You know, I'm pretty sure I would not open carry very often even if SC allowed it. As much as I'm willing to share on here with all of you kind, like minded people, gun ownership and my choice to carry has been a deeply private struggle for me.
I grew up in WI and became interested in guns during the late 80's and early 90's and spent most of my teens and early 20's trying to find someone to teach me about guns and hunting. This was a time when where I lived owning a handgun was looked upon with disapproval by the general population and women who had interest in guns were discouraged. Guns were a man's world and any woman who didn't have a male relative willing to teach her was out of luck.
I would occasionally find someone to go plinking with but other than that I was told either that I couldn't handle the big calibers deer require, or that their wife/girlfriend wouldn't like it if they took me hunting, not even if it was just a day trip. Or both. Mostly I got the impression that I was encroaching upon sacred male territory though. There was one guy who had handguns who was willing to teach me, but after watching the downright stupid shooting out behind the barn with his friends while they emptied several cases of beer I decided these weren't my kind of gun people.
Then the local gun store started advertising a membership discount to their gun club with purchase of a gun, new shooters very welcome, so I decided I'd buy a gun and a membership and learn how to shoot that way. I read some magazines and reviews, decided I wanted a 1911, and in May of 1996 I went to the gun store with the cash in my pocket to buy it. I was shown two "ladies purse revolvers" a .38 and a .22, and was told that was all that he had for me. I pointed at the 1911 and said I'd like to see that one, and he said that's not a ladies gun. I said I'd like to see it anyway and he said women aren't strong enough to handle a gun like that, walked away and went into the office until I left. I was so ticked off, discouraged and sick of the years of girls don't shoot guns that I gave up after that experience. F 'em, guns are dangerous and obviously attract too many idiots anyways. Right? My doberman would take good care of me and if she couldn't I'd throw my (now ex) husband at the bad guy and run like h-e-double hockey sticks.

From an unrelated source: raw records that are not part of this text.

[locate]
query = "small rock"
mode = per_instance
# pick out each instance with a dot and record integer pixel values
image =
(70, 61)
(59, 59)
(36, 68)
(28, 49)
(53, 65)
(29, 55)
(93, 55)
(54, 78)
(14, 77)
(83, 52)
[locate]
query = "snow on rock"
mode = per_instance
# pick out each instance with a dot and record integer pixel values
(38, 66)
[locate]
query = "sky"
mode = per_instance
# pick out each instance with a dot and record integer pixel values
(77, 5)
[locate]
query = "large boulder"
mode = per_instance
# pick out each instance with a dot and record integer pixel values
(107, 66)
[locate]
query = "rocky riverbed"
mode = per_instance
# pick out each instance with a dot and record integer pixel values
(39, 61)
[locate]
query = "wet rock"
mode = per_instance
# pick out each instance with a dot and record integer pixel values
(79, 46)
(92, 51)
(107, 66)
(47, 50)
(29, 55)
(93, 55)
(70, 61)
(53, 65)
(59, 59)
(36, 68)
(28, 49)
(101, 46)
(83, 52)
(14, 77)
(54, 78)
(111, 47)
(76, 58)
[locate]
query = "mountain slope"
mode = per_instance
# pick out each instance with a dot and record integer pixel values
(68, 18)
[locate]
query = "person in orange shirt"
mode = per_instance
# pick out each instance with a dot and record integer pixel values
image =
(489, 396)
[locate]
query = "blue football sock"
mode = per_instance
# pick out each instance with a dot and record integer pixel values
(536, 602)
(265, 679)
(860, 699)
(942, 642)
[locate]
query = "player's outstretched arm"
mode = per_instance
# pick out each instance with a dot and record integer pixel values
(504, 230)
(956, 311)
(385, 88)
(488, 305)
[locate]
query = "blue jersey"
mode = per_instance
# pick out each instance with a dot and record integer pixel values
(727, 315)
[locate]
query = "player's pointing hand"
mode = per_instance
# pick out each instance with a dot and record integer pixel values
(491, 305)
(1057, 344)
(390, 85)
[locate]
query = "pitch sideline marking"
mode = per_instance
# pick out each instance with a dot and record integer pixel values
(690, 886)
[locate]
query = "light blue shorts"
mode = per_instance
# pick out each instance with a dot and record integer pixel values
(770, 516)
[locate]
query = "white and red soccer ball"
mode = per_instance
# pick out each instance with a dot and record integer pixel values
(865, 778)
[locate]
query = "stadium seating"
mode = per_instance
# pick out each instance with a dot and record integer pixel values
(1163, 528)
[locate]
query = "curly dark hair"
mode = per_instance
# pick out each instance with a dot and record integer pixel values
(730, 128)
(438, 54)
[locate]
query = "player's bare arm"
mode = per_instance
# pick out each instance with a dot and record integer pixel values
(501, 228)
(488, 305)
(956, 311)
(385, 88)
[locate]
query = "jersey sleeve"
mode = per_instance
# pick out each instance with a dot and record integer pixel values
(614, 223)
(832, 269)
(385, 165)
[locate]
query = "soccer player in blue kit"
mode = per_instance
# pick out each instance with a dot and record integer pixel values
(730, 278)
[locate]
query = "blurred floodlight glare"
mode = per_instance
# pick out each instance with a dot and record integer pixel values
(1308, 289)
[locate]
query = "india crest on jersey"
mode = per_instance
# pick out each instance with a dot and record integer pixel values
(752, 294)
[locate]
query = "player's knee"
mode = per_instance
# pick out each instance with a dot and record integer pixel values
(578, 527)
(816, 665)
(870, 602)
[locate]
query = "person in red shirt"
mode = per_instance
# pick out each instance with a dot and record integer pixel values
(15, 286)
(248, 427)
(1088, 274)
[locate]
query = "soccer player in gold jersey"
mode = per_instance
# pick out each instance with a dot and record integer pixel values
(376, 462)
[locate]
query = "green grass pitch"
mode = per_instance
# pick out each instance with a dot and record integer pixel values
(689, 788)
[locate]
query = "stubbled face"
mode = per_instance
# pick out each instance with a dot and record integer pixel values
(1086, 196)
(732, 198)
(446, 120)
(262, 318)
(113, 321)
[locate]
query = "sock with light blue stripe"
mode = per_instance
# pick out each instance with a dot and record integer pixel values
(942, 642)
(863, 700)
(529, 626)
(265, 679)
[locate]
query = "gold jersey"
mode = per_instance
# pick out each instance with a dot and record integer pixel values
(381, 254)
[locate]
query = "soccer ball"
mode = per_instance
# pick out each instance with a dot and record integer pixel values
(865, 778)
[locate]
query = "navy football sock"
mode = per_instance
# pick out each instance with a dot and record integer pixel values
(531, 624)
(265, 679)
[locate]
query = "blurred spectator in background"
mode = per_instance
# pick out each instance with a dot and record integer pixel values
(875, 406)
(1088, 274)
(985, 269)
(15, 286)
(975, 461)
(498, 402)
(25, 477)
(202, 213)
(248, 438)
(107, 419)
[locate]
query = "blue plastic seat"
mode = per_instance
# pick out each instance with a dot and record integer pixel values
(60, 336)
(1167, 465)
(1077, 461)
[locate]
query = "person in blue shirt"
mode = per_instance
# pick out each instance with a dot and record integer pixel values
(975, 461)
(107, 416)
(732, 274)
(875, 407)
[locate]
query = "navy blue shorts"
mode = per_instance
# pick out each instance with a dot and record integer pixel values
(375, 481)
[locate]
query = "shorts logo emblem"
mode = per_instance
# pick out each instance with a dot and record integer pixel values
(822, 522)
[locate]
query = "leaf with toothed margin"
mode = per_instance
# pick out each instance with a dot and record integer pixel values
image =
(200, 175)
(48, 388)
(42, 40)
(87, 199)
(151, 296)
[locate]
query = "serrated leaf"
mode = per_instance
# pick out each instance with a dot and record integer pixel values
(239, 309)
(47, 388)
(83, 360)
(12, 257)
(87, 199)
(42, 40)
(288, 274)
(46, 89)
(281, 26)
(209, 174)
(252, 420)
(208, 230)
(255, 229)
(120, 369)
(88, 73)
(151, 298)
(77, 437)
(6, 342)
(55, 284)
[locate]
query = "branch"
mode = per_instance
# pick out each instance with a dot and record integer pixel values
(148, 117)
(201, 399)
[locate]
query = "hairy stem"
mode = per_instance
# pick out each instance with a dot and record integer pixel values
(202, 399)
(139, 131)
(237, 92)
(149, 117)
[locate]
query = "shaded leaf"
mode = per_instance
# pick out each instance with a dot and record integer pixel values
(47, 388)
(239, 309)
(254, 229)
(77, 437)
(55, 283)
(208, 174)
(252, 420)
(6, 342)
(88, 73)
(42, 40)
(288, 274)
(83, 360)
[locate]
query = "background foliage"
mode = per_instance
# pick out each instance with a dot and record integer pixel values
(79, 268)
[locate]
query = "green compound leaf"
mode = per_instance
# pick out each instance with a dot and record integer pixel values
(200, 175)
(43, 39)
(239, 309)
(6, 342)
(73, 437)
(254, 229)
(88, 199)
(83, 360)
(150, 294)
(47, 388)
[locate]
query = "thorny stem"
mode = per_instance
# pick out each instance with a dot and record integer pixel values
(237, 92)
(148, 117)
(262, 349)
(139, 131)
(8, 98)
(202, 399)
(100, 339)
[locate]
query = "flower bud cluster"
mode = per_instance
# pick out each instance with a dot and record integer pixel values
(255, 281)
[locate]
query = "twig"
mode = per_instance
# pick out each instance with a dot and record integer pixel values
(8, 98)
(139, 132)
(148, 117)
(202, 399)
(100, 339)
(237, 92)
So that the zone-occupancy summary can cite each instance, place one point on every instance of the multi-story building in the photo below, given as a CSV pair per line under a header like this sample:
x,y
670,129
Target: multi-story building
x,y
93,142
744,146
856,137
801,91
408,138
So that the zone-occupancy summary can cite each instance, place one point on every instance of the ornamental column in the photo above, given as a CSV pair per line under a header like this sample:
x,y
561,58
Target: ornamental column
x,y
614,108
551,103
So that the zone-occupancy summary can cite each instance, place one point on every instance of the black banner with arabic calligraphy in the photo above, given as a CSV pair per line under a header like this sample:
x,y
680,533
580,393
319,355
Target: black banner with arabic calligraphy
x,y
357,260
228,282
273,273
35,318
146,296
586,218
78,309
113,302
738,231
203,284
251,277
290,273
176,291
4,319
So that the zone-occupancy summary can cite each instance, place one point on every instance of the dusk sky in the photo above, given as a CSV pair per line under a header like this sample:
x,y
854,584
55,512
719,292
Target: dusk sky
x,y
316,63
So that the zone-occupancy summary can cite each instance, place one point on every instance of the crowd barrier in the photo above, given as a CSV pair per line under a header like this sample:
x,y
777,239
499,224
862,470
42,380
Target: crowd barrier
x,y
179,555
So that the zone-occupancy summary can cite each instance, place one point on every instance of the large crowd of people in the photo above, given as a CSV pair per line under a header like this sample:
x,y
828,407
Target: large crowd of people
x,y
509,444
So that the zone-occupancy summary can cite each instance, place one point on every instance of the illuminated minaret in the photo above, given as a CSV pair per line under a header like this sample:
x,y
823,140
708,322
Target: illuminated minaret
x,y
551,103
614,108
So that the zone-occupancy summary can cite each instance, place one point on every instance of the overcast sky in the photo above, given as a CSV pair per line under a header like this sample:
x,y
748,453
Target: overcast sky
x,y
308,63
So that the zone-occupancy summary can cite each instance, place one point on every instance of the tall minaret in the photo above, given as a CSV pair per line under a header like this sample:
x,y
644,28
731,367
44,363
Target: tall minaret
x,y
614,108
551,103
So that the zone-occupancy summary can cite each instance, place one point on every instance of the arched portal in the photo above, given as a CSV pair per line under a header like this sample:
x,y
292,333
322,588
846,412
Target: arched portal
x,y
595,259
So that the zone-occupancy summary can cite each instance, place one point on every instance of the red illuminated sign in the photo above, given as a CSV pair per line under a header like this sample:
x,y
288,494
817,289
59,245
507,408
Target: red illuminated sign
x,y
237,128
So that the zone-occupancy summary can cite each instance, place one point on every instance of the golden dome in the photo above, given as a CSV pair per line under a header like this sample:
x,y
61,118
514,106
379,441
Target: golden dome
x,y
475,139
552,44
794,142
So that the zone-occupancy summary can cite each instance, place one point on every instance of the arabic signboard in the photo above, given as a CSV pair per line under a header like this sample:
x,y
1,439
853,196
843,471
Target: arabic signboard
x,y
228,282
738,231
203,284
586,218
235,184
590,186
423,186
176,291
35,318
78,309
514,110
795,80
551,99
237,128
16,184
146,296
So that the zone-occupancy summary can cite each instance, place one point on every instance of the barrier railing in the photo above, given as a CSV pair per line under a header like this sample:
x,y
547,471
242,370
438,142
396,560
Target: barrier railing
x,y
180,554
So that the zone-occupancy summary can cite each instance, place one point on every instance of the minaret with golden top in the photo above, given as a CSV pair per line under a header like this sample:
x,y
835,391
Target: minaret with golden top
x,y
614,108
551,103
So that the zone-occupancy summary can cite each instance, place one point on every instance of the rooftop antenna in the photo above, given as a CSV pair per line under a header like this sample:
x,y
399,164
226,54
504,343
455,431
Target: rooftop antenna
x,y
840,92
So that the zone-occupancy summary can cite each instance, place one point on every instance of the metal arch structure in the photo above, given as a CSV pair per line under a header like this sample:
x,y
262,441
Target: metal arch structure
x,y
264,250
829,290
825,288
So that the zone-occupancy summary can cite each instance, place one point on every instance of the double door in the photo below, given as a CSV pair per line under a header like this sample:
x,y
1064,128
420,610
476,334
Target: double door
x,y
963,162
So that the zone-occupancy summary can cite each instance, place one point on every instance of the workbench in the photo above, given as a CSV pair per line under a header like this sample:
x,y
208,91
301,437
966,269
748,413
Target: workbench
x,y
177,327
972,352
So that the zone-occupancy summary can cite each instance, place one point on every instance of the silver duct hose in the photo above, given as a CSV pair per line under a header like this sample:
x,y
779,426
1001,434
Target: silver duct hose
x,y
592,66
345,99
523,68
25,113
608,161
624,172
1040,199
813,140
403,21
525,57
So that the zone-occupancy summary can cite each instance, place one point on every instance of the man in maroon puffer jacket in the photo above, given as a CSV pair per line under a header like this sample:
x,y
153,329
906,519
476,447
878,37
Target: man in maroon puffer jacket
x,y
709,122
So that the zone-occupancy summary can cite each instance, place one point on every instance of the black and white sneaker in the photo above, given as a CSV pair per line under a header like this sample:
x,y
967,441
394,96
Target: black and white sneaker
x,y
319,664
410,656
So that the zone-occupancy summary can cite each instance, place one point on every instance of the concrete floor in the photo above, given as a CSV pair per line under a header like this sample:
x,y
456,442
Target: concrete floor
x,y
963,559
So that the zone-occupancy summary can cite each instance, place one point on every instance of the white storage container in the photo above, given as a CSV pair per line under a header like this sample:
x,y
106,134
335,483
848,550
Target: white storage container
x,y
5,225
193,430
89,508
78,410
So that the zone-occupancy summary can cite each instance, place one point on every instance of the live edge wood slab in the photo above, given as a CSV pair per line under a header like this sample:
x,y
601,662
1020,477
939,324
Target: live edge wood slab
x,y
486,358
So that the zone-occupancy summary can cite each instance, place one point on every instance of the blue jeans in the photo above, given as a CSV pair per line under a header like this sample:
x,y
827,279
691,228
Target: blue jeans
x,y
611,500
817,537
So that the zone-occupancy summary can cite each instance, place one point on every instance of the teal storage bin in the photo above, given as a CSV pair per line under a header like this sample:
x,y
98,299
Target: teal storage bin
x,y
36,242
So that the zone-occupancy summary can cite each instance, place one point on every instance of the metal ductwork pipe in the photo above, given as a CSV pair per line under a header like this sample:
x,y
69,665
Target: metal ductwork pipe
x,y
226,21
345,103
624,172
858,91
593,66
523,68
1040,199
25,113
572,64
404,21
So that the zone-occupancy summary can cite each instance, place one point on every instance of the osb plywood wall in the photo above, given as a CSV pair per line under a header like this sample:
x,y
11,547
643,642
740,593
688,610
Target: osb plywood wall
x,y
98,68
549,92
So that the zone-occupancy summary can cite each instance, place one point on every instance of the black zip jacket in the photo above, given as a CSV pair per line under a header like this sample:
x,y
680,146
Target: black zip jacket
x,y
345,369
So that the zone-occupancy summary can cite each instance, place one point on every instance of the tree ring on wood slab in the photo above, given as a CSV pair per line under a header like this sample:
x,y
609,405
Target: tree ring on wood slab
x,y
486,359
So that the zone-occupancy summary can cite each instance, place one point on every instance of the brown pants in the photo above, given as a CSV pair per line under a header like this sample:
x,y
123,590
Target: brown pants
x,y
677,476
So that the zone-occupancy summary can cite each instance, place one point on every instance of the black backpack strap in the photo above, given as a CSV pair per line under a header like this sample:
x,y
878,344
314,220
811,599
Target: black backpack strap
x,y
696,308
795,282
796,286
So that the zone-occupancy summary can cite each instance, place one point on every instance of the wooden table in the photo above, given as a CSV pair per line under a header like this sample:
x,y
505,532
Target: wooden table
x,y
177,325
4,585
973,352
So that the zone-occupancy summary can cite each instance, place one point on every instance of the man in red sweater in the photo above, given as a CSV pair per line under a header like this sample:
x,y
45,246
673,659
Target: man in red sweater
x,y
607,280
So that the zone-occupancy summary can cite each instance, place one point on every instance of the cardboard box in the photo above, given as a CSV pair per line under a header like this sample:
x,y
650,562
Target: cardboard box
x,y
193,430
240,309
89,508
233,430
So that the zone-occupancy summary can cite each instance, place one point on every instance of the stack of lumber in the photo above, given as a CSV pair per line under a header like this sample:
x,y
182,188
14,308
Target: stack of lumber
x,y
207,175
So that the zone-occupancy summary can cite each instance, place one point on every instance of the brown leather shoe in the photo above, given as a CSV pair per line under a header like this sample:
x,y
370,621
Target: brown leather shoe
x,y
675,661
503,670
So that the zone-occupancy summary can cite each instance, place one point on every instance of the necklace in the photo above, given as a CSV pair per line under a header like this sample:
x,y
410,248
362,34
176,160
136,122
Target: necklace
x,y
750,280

It took moving to the south in 2002 and marrying my wonderful, supportive, gun owning and cwp carrying 2nd husband to start thinking that maybe gun people didn't all have giant egos and minuscule iq's, maybe I really was allowed to like guns. It took a few more years before I decided that it was okay for me to handle a handgun, and then a few more years before I decided that I was allowed to have my CWP too. Even though everywhere I went in the south I was met by (intelligent, kind, SAFE!!) gun people who welcomed me and encouraged me I had to convince myself that not only was it ok, not only was I really allowed, but that it was my legal right to own and carry a gun if I chose to. I really had taken all that rejection much deeper to heart than I realized, and I am far from a wilting flower who gives up easily.
How does that all tie in? Well, I fully and completely support people who choose to open carry and will vote to support open carry, but it's not something I'm interested in doing. I don't necessarily believe that people who choose to OC are trying to attract attention, but they do get more attention than someone CC'ing and I don't want that. Some have said that because I had such a difficult time that I should get out there and OC to try and help change the way society views gun ownership and encourage those that are like I was, and that my friendly, open personality would make me a natural at it, but right now I'm not up for being a public advocate. I simply don't want to risk opening myself up for that kind of damage again. When someone else brings up the topic of weapons and ccw I'm more than willing to expound upon my views and opinions most of the time, but that doesn't mean that I tell them that I have weapons or a cwp. I don't want to have to explain my motivations or defend my decisions any more unless I decide to put myself out there for it and these days I'm disinclined to open myself up for that kind of interaction. I want to buy my groceries, haul my kids, eat my dinner, walk my dogs, go to the gym, and sit in my yard knowing that I have the skills and tools at hand to keep myself and my loved ones safe without feeling obligated to be an ambassador too. And I would not make a good one. Somehow I don't think a narrow-eyed look and a wary, defensive, don't even think about jumping my case attitude when asked why I'm open carrying would give them the warm fuzzy feelings we want them to have about armed citizens.
I'm all for freedom of choice and fully respect and support your interest in open carry, but I do hope that if you can't understand it, you'll at least respect my right to chose not to.
Thanks for the interesting discussion!